Sunday 13 May 2007

Finding Emo

It's hard to know what to say about this.

Saturday morning, I had a small parcel waiting for me. At first, I thought it had come from Australia -- a while back, a friend had vaguely mentioned about perhaps sending me something. I thought, maybe this was it? But then I recognised the clean, neat handwriting and saw it had come from Japan. I was disappointed. However much I love getting things in the post, and was flattered San would send me anything, I expected it to simply to be her returning a DVD I sent her a week or two back.

Instead, I opened the envelope and found this inside. In case the picture isn't totally clear, it is a black cotton wristband with a shark on it.

Far from disappointed now, I was instead surprised and amused -- and instantly reminded of this post about dolphins. If you can't be arsed to read it all, I draw your attention to this particular section:
"The Black dolphin has a bit of a goth thing going on. They should make a movie about them called "Finding Emo". Then they'd be popular."


I emailed San almost right away to thank her for the wristband, and to tell her that to celebrate it, I was going to grow an asymmetrical fringe. I also announced my intention of wearing black eyeliner, and generally going for the "emo Peter Parker" look.

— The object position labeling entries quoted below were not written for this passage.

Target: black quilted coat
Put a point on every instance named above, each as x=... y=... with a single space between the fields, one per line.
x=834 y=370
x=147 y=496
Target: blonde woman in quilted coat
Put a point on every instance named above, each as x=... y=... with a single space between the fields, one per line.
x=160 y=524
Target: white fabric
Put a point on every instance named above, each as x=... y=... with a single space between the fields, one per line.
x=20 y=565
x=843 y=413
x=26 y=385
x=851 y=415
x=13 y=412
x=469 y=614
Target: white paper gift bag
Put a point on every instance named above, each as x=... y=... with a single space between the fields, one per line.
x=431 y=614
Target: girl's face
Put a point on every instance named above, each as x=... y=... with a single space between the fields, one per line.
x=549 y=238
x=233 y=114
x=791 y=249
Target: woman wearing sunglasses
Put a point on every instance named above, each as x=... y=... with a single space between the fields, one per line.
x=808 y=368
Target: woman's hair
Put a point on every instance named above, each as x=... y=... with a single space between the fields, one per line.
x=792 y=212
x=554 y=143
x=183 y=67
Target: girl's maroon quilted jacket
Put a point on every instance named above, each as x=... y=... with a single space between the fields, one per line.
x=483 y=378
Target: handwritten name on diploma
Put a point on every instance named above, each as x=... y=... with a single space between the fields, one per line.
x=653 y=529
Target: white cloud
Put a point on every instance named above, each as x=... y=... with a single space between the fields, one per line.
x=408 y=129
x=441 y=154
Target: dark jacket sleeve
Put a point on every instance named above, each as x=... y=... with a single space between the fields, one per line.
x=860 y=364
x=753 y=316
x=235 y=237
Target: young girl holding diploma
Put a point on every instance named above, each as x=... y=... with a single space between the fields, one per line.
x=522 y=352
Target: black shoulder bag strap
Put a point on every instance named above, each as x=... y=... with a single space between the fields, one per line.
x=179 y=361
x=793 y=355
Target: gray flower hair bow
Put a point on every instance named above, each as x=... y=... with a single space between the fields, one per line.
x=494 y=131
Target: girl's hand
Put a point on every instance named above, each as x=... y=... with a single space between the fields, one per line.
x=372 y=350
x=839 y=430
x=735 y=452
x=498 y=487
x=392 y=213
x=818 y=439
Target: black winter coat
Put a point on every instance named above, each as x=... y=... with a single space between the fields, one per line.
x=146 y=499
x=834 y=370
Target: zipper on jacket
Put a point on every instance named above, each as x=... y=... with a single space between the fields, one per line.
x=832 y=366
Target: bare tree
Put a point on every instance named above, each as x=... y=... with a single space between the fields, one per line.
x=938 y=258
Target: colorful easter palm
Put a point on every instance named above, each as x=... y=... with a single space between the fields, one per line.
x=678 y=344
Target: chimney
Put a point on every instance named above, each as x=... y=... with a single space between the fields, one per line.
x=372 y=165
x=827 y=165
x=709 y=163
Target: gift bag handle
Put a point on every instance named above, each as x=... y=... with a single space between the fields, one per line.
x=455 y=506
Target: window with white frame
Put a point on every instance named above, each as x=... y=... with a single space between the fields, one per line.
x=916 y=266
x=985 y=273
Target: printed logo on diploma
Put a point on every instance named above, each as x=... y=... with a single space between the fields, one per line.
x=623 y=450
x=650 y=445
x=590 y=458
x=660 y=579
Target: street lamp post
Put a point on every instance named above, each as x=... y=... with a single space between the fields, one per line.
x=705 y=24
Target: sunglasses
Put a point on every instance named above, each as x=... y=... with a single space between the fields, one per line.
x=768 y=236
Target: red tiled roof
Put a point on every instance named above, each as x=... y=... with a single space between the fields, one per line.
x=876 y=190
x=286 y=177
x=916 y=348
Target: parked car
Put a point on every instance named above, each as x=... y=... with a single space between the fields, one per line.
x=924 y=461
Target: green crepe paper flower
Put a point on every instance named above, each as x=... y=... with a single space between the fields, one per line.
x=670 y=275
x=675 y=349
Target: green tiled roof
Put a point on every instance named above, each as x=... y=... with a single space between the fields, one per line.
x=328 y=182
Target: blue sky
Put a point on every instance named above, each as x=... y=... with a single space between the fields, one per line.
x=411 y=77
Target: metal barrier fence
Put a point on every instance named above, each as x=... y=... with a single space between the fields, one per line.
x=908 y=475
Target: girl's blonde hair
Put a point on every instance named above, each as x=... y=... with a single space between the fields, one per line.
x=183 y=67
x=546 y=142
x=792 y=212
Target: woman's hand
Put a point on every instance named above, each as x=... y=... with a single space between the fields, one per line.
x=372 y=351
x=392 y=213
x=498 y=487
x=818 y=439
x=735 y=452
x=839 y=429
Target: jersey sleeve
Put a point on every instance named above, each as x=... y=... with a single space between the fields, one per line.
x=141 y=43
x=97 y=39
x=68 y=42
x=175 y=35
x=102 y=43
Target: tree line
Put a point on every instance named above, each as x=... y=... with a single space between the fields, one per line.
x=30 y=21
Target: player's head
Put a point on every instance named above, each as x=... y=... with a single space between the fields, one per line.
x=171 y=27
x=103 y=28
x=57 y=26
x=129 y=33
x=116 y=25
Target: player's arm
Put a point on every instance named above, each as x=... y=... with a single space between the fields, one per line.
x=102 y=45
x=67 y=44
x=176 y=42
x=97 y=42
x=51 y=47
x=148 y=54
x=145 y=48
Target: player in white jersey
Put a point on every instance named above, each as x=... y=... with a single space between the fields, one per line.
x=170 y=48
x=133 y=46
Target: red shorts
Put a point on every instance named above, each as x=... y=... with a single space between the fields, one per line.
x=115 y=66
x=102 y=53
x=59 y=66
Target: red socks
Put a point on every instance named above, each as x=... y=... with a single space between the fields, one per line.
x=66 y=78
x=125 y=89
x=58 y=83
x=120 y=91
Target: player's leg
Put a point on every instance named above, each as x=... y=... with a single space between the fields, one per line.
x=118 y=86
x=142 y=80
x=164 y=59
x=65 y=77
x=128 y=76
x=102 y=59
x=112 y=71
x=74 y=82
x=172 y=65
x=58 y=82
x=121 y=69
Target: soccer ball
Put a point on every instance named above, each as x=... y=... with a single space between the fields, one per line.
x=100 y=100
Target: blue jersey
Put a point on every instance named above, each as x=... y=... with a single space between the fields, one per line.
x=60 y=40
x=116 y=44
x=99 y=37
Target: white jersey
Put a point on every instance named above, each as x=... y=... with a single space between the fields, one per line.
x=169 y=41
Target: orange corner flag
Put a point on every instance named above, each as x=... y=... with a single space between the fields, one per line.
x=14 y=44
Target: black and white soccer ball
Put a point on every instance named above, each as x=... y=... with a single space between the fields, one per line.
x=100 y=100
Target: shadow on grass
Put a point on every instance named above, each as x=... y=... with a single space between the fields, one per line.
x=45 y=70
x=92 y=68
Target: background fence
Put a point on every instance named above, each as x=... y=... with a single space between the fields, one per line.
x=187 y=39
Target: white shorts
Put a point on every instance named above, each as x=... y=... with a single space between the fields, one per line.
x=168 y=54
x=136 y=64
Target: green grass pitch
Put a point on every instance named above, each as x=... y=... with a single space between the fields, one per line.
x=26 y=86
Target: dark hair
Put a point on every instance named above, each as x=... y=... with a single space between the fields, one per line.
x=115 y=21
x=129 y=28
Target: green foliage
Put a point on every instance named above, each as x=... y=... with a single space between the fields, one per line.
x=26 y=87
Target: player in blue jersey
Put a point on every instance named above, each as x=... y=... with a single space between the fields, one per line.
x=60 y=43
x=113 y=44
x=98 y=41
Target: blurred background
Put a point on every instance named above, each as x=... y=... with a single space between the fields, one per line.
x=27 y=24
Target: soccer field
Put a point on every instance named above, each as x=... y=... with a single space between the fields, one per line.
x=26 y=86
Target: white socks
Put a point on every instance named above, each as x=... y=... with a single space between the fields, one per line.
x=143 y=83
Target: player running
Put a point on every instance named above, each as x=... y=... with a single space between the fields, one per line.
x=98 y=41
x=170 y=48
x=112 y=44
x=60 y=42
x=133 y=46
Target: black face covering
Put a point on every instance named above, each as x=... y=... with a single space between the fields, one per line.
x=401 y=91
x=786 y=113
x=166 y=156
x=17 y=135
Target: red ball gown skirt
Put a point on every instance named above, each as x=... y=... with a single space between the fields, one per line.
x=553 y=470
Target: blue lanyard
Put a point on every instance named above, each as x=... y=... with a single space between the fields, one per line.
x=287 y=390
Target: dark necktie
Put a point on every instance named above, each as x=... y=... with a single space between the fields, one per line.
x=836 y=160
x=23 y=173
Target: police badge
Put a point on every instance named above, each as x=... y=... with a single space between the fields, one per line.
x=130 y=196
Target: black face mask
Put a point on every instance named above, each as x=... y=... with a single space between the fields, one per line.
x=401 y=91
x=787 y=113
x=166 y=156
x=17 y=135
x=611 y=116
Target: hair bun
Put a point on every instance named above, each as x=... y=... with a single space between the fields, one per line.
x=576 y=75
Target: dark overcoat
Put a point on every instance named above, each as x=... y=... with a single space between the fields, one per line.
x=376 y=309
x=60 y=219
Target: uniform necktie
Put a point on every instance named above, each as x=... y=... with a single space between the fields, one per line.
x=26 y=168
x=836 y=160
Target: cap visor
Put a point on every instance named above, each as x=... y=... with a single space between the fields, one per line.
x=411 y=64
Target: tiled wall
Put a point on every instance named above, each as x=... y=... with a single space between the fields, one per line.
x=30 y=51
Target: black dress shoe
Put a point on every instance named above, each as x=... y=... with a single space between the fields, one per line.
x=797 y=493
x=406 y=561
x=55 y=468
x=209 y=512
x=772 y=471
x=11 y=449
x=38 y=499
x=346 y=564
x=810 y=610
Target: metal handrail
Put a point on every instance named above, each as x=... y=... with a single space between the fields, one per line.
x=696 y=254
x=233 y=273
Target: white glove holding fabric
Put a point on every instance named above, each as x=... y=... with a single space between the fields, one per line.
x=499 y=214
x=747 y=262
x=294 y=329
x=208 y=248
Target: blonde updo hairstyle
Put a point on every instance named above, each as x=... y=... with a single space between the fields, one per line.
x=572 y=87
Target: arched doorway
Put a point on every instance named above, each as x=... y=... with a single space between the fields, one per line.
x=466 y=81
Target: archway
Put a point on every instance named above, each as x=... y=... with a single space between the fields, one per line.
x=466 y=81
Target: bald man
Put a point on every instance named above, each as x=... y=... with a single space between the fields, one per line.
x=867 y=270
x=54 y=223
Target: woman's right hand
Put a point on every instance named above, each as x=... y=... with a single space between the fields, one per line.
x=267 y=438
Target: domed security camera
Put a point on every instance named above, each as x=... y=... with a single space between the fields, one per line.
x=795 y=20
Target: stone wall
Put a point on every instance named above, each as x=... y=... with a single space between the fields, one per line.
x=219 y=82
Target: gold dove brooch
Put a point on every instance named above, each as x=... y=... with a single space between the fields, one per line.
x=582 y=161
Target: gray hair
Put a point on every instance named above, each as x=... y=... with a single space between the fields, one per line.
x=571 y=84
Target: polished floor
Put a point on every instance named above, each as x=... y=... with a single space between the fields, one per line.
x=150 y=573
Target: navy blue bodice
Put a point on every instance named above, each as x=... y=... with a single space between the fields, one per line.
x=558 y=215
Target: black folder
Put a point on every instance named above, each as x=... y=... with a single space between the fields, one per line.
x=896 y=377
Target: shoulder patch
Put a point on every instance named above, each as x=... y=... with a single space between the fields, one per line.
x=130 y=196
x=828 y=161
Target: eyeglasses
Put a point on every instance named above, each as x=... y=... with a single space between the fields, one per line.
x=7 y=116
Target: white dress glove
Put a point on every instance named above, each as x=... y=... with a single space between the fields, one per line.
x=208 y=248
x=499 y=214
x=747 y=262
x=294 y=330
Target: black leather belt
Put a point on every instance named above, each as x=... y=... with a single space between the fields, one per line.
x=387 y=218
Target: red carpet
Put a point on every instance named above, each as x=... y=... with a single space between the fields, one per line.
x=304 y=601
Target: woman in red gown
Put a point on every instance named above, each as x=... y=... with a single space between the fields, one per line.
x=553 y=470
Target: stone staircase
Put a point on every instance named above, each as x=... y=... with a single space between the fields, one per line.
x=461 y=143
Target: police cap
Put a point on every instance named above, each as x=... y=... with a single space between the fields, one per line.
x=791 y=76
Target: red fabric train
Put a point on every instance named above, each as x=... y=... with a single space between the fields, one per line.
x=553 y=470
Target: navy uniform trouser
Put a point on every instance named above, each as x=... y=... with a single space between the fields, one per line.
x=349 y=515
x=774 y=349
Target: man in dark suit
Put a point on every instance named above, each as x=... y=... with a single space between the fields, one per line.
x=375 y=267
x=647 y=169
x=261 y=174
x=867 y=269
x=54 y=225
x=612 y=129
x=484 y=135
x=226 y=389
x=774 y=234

From the other side of the world, the subtle nuances of the email would have been hard to pick up on -- San discouraged me from adopting the emo look (I'm 26, for chris'sake, I don't think I was really serious about it), but said she hoped I did like the wristband, and she'd been unsure if I would wear it.

I do plan to wear it, though, because I think it's great. I think San remembers I used to have a blue wristband several years ago, and I wore it all the time. I think she stole it -- and it's more than likely I have mentioned several times since then that I want it back. But I can't see me thinking "What my 'image' really needs, to set it off, is a black wristband with a shark on it".

I expect the trouble with me might be finding the line where ironic amusement ends and being serious begins.

A postscript to this story, over lunch yesterday with my uncle, my parents started to tell him about how San was teaching English. I forget how the subject goes up (had decided not to wear the wristband outside the the house), but they started the conversation along the lines of "Jay's girlfriend is in Japan teaching English and--"
This is where I stopped them.
"She is not my girlfriend, and in fact hasn't been for about...oh, three years now."
"What we meant was...she's your friend, and she's a girl, and..."
I just stopped bothering. They probably hope we'll get back together, and it's way too complicated to explain to them why we never will. But then again, they also hope I will get back together with Fiona, and I haven't dated her in six years or more. I just thought I'd share it with the class.